Ein Agent SDK bietet in der Regel Funktionen zum Definieren des Verhaltens von Agenten, Verwalten von Konversationsflüssen, Integrieren mit externen Tools und APIs, Verwalten von Gedächtnis und Kontext und umfasst oft Funktionen für Bereitstellung und Überwachung. Die Wahl des richtigen Agent SDK ist entscheidend für den Erfolg Ihres Projekts, da verschiedene SDKs unterschiedlichen Anwendungsfällen, Programmiersprachen und Abstraktionsebenen gerecht werden. Dieses Tutorial zielt darauf ab, einen praktischen Vergleich mehrerer beliebter Agent SDKs zu bieten und ihre Stärken und Schwächen anhand konkreter Beispiele zu veranschaulichen.
Wichtige Merkmale, die man bei einem Agent SDK berücksichtigen sollte
- Sprachunterstützung: Unterstützt es Ihre bevorzugte Programmiersprache (Python, JavaScript, Java usw.)?
- Benutzerfreundlichkeit und Lernkurve: Wie schnell kann ein neuer Entwickler mit dem SDK produktiv werden?
- Integrationsmöglichkeiten: Kann es problemlos mit anderen Diensten, APIs, Datenbanken und bestehenden Systemen integriert werden?
- Zustandsverwaltung und Gedächtnis: Wie verwaltet es den Konversationskontext und das langfristige Gedächtnis des Agenten?
- Orchestrierung und Workflow: Bietet es Werkzeuge zur Definition komplexer Verhaltensweisen von Agenten, Entscheidungsfindung und mehrstufigen Prozessen?
- Skalierbarkeit und Leistung: Kann es ein hohes Volumen an Interaktionen und komplexen Berechnungen bewältigen?
- Bereitstellungsoptionen: Welche Bereitstellungsumgebungen werden unterstützt (Cloud, On-Premise, serverlos)?
- Gemeinschaft und Dokumentation: Gibt es eine aktive Gemeinschaft und umfassende Dokumentation, um während der Entwicklung zu helfen?
- Erweiterbarkeit: Wie einfach ist es, die Funktionen des SDK mit benutzerdefinierten Komponenten zu erweitern?
Vergleich der Agent SDKs: LangChain vs. LlamaIndex vs.
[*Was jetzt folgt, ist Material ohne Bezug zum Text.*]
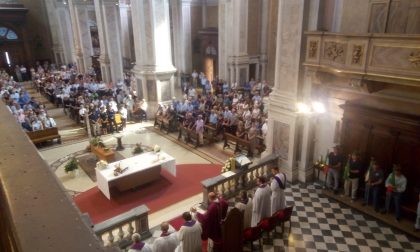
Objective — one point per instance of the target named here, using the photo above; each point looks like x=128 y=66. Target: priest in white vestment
x=245 y=205
x=278 y=185
x=261 y=203
x=167 y=242
x=189 y=235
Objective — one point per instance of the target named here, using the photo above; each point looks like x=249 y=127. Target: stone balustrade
x=231 y=183
x=117 y=231
x=390 y=58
Microsoft Semantic Kernel
In diesem Tutorial konzentrieren wir uns auf drei herausragende und weit verbreitete Agent SDKs: LangChain, LlamaIndex und Microsoft Semantic Kernel. Jedes dieser SDKs bietet einen einzigartigen Ansatz zur Erstellung intelligenter Agenten, insbesondere solchen, die große Sprachmodelle (LLMs) verwenden.
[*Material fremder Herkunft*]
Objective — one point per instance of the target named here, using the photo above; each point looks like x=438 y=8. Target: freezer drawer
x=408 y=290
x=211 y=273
1. LangChain: Der Orchestrator für LLM-gesteuerte Anwendungen
LangChain hat sich schnell als dominierendes Framework für die Entwicklung von LLM-gesteuerten Anwendungen etabliert. Seine zentrale Philosophie dreht sich um die „Kettengliederung“ verschiedener Komponenten, um komplexe Arbeitsabläufe zu schaffen. Es bietet eine umfassende Reihe von Abstraktionen für die Interaktion mit LLMs, das Management von Prompts, die Verarbeitung des Konversationsgedächtnisses, die Integration mit externen Tools (Agenten) und das Abrufen von Informationen aus verschiedenen Datenquellen (Retrieval).
Wichtige Merkmale von LangChain:
- Ketten: Definieren von Sequenzen von Aufrufen, z. B. Prompt-Modelle + LLM + Ausgabeanalysator.
- Agenten: Ermöglichen den LLMs, eine Sequenz von Aktionen auszuwählen, die ausgeführt werden sollen, häufig unter Verwendung von Tools.
- Gedächtnis: Speichern und Abrufen von Informationen über vorherige Interaktionen.
- Lader: Laden von Daten aus verschiedenen Quellen (PDF, Websites, Datenbanken).
- Vektorstände: Speichern und Abfragen von Embeddings für die semantische Suche.
- Werkzeuge: Externe Funktionen, die ein Agent nutzen kann (z. B. Suchmaschinen, Taschenrechner, benutzerdefinierte APIs).
Praktisches Beispiel für LangChain: Ein einfacher Konversationsagent mit Nutzung von Werkzeugen
Erstellen wir einen LangChain-Agenten, der in der Lage ist, allgemeine Fragen zu beantworten und ein Rechenwerkzeug zu nutzen, wenn eine mathematische Operation erkannt wird.
from langchain_openai import ChatOpenAI
from langchain.agents import AgentExecutor, create_react_agent
from langchain import hub
from langchain_core.tools import Tool
from langchain.chains import LLMMathChain
# 1. Initialisieren des LLM
llm = ChatOpenAI(temperature=0, model="gpt-4o")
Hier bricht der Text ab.